The new image is picked up via the published feed and stored in the Gallery module of the research project's Drupal site. Included in the feed are the image, metadata (including the unique identifier), tag profile with pointers to any related objects. Another researcher learns that the new image is available to examine. A module was written to provide a workflow for the feeds so that the new items showed up in a block in "my workspace," and an was email generated by the notify module. Other researchers could click on a reference link to view the full res image, compare the image in the Gallery module to other images, they could click on reference links to related papers published in Connotea, they could read and edit the tag profile with new annotations, comments, or notes to build more knowledge around the image.

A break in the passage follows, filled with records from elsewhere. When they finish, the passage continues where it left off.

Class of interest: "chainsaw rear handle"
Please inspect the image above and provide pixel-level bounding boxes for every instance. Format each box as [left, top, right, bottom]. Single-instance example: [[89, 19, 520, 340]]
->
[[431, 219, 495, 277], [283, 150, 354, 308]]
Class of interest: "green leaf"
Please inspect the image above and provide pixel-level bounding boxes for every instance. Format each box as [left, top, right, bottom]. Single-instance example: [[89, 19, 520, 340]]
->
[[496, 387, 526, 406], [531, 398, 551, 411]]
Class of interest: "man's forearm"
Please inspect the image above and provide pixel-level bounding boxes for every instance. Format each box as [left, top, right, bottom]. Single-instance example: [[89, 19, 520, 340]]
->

Using Jumper 2.0 tagging there is now a rich set of metadata associated with the image. The new metadata was published as feeds and picked up for inclusion in the DSpace repository housing the original archived image. This publishing cycle was ongoing for the life of a specific research project. The rich metadata that Jumper delivers provided the context, meaning and value to the image that was missing in traditional metadata. Critical provenance information was provided as well as links to related images or published papers. All of this made the search results more relevant.

Friday, July 23, 2010

Proposing an Open Index Initiative

Many of the customers who download Jumper are using it for personal search. They are using it themselves, or in a small company, or between a few colleagues. Jumper has many benefits that make it an ideal personal search engine, however, if you are using Jumper in this way you are missing one of its big benefits – collaborative sharing of resources. In a larger community of uses with a shared interest or profession the number of searchable resources grows rapidly and the inherent value of Jumper search increases accordingly.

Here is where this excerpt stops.